Автор: Зиновьев Александр Александрович
Жанры: Документальная проза,
Современная проза

 

 


Отчаяние

Упоминание Циника о Нострадамусе затронуло мою душевную рану. Сколько средств тратит мир на шарлатанство и спекуляции такого рода! А ведь одной тысячной доли этих средств хватило бы на то, чтобы разработать научную теорию, позволяющую делать достоверные прогнозы насчёт будущего. Не идиотские предсказания вроде таких, какого числа и от какой болезни сдохнет тот или иной советский чиновник и кто ему придёт на смену, а предсказания жизненно важных тенденций и состояний больших групп населения, стран, объединений стран. Я на пари и из чисто интеллектуального любопытства готов с небольшой группой хороших помощников построить такую теорию для предсказания важных поступков советского руководства и эволюции советского общества вообще на ближайшие десять — двадцать лет и построить электронную модель Советского Союза, которая позволила бы использовать общую теорию в приложении к конкретным фактам. Но...

«Но, — слышу я насмешливый голос Вдохновителя, — бодливой корове Бог рогов не даёт. Это хорошо что у тебя там ничего не получается. Мы на это рассчитывали заранее». — «А если вы заранее знали, что я буду думать об этом, почему же вы пустили меня сюда?» спрашиваю я. «Потому что не все мы идиоты, — говорит он. — Потому что мы знаем, что человеческие психические явления не есть нечто раз навсегда установленное, неподвижное, неизменное. Жаль, я тебе не успел показать одного нашего агента, который у нас считается образцом мужества, преданности, неколебимой веры в наши идеалы и прочих добродетелей. Он бы тебе в деталях рассказал, что такое эти качества в реальной жизни, т.е. растянутые во времени на много лет. Он попался, но выстоял и не предал нас. Но периоды душевного упадка и готовности предать у него были не реже, чем периоды подъёма и желания сохранить верность. Он сказал бы тебе, что такие его качества, как мужество и преданность, были лишь одной из сторон и тенденций в его психической жизни, а также результатом стечения обстоятельств.
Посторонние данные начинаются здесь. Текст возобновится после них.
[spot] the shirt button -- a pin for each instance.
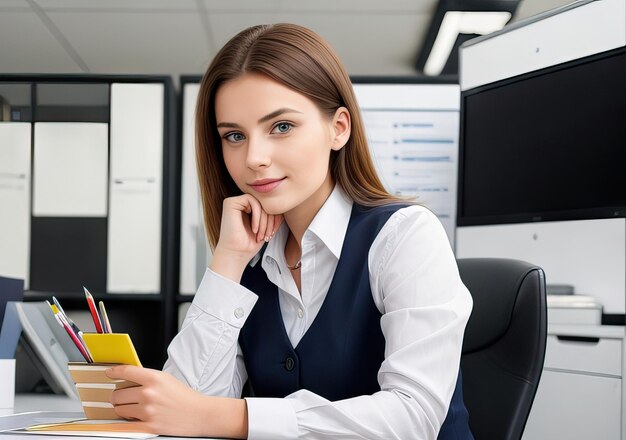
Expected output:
(289, 364)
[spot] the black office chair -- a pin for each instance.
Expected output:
(504, 344)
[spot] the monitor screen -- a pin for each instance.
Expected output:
(547, 145)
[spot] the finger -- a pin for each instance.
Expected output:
(278, 220)
(132, 411)
(132, 373)
(262, 226)
(256, 208)
(269, 230)
(126, 396)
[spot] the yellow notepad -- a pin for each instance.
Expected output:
(111, 348)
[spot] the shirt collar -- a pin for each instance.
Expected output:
(331, 221)
(329, 225)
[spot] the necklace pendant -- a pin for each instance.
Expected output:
(296, 266)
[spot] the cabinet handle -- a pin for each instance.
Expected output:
(586, 339)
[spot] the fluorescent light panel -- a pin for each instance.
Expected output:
(455, 23)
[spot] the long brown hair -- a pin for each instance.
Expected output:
(299, 59)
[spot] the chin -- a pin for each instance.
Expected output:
(274, 207)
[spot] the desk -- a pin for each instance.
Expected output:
(52, 402)
(45, 402)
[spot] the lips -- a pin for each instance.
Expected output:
(266, 185)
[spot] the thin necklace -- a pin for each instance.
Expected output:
(296, 266)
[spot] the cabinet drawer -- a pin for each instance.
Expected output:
(575, 406)
(601, 355)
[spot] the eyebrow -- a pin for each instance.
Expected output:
(265, 118)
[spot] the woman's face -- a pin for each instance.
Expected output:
(276, 143)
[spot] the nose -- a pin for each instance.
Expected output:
(259, 153)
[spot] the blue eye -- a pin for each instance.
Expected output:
(234, 137)
(282, 127)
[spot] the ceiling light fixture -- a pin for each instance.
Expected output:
(456, 21)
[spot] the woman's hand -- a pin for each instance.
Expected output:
(245, 227)
(165, 406)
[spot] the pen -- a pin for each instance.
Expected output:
(105, 318)
(70, 322)
(94, 313)
(82, 348)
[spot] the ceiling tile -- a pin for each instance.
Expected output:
(12, 4)
(117, 5)
(360, 6)
(137, 43)
(391, 40)
(29, 47)
(357, 6)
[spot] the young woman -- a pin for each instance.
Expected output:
(335, 309)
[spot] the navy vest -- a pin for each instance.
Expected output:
(340, 354)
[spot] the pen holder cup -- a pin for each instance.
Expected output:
(95, 388)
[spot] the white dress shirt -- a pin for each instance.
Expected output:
(415, 285)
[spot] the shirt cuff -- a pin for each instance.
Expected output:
(225, 299)
(271, 419)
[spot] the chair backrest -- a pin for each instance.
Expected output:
(504, 344)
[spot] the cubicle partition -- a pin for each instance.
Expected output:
(89, 196)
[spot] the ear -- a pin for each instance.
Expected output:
(341, 128)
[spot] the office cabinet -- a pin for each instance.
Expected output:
(89, 195)
(581, 392)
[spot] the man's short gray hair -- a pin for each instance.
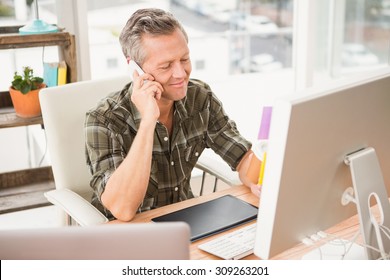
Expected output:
(146, 21)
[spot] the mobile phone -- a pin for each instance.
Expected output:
(134, 66)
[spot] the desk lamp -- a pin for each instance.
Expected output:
(37, 26)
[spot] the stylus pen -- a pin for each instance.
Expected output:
(261, 175)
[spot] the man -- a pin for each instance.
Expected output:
(143, 142)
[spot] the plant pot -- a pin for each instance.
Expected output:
(26, 105)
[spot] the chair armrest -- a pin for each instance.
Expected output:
(76, 207)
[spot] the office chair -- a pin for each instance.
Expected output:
(63, 112)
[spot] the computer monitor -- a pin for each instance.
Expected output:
(306, 175)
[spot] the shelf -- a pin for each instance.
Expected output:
(8, 119)
(24, 189)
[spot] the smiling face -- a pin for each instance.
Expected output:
(168, 60)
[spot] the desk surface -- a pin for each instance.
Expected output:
(345, 229)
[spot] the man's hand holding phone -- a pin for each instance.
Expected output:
(146, 92)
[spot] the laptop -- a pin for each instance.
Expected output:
(212, 217)
(143, 241)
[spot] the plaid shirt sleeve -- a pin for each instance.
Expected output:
(222, 134)
(104, 149)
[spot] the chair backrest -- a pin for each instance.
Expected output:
(63, 111)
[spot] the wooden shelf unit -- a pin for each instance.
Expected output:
(23, 189)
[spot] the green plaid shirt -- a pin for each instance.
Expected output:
(199, 122)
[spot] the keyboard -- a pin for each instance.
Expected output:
(234, 245)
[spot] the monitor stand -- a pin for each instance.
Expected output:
(368, 188)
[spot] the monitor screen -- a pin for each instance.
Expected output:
(305, 175)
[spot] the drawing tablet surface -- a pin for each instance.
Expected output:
(213, 216)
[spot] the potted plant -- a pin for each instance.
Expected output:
(24, 93)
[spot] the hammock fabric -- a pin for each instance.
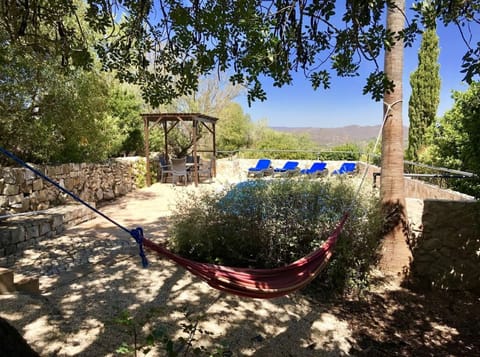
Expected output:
(259, 283)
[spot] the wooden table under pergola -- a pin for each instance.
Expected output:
(169, 121)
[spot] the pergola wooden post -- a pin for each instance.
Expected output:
(170, 121)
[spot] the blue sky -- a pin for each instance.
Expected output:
(344, 104)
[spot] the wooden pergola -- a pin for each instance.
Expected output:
(169, 121)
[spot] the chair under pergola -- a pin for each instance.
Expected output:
(169, 121)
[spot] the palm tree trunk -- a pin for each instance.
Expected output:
(396, 253)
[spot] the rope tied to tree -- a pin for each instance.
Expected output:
(136, 233)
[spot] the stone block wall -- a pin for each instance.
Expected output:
(19, 232)
(21, 190)
(417, 188)
(446, 255)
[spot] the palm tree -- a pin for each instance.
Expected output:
(396, 253)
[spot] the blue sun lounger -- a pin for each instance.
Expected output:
(262, 168)
(290, 168)
(317, 169)
(346, 168)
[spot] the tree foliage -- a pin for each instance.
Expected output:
(425, 97)
(166, 46)
(455, 140)
(233, 129)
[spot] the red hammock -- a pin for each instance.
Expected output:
(259, 283)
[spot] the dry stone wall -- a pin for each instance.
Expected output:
(446, 255)
(23, 191)
(32, 209)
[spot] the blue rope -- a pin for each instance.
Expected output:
(134, 233)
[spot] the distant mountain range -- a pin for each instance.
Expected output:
(356, 134)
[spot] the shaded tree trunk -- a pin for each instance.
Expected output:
(396, 254)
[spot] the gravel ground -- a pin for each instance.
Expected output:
(112, 304)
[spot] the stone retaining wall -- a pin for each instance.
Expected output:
(446, 255)
(22, 231)
(419, 189)
(23, 191)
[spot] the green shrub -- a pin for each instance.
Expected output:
(266, 224)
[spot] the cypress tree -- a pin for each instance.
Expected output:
(423, 102)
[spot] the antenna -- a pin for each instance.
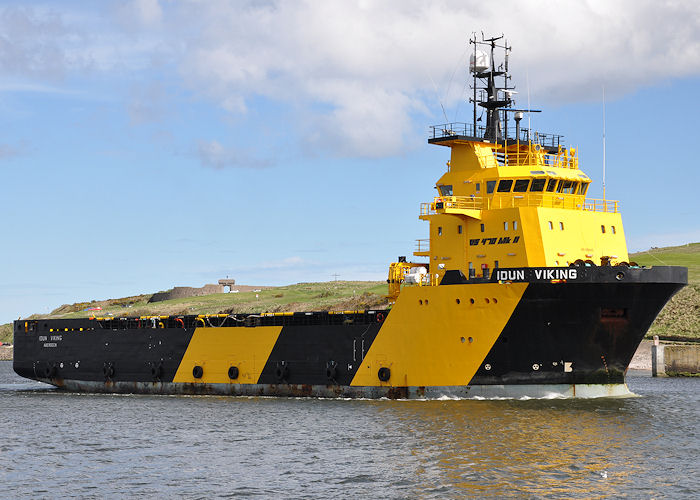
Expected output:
(527, 82)
(603, 142)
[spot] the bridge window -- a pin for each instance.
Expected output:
(537, 185)
(505, 185)
(446, 190)
(521, 185)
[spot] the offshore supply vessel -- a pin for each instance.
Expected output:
(524, 288)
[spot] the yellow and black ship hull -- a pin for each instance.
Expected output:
(536, 332)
Однажды он принял твёрдое решение расколоться и продаться противнику. Но противник сам помешал этому. И этот агент стал героем в конечном счёте в силу обстоятельств. Есть примеры противоположные, когда агенты с более высокими, казалось бы, моральными качествами, чем этот агент, становились предателями и теряли выдержку. Короче говоря, в сознании интеллектуально развитого, культурного и образованного человека, т.е. интеллигента, я течением времени происходят все логически мыслимые пакости. Важно, что число различных типов ситуаций, в которых оказывается интеллигент, и число возможных внешних реализаций его внутренних состояний невелико. Это легко заранее высчитать и предсказать. Ну, да на этом деле ты сам собаку съел».

Битва против Режима

Главы западных государств обратились к Брежневу с просьбой разрешить Свояченице выехать на Запад. Пансионеры торжествующе потирают руки: вот, мол, советским властям втык сделали! Циник говорит, что, если советские власти удовлетворят эту просьбу, он перестанет уважать их. Энтузиаст заявил, что если Циник будет и впредь уважать советские власти, то он перестанет уважать Циника и не подаст ему руки.

Вид сверху

Это было ещё задолго до того, как я оказался вовлечённым в операцию «Эмиграция». Мы с Вдохновителем сидели в «Национале», пили вино, болтали о пустяках. Я поругивал наше высшее руководство за неспособность решать, казалось бы, простые проблемы. «Все происходящее будет выглядеть иначе, если на него взглянуть не снизу, а сверху, — сказал он. — Если хочешь, я тебе устрою возможность взглянуть на мир сверху. На одной из цековских дач будет собрана лучшая часть нашей интеллектуальной элиты. Покажут фильмы о всех сторонах жизни наиболее важных частей планеты, главным образом сделанные по заказам специальных служб Запада и добытые нашей разведкой, а также сделанные нашими разведчиками. Прочитают цикл информационных лекций без всяких идеологических коррективов и цензуры. Затем участники симпозиума на основе полученной информации будут обсуждать проблемы эпохального значения. Если этот опыт будет удачным, то подобные симпозиумы будут проводиться регулярно».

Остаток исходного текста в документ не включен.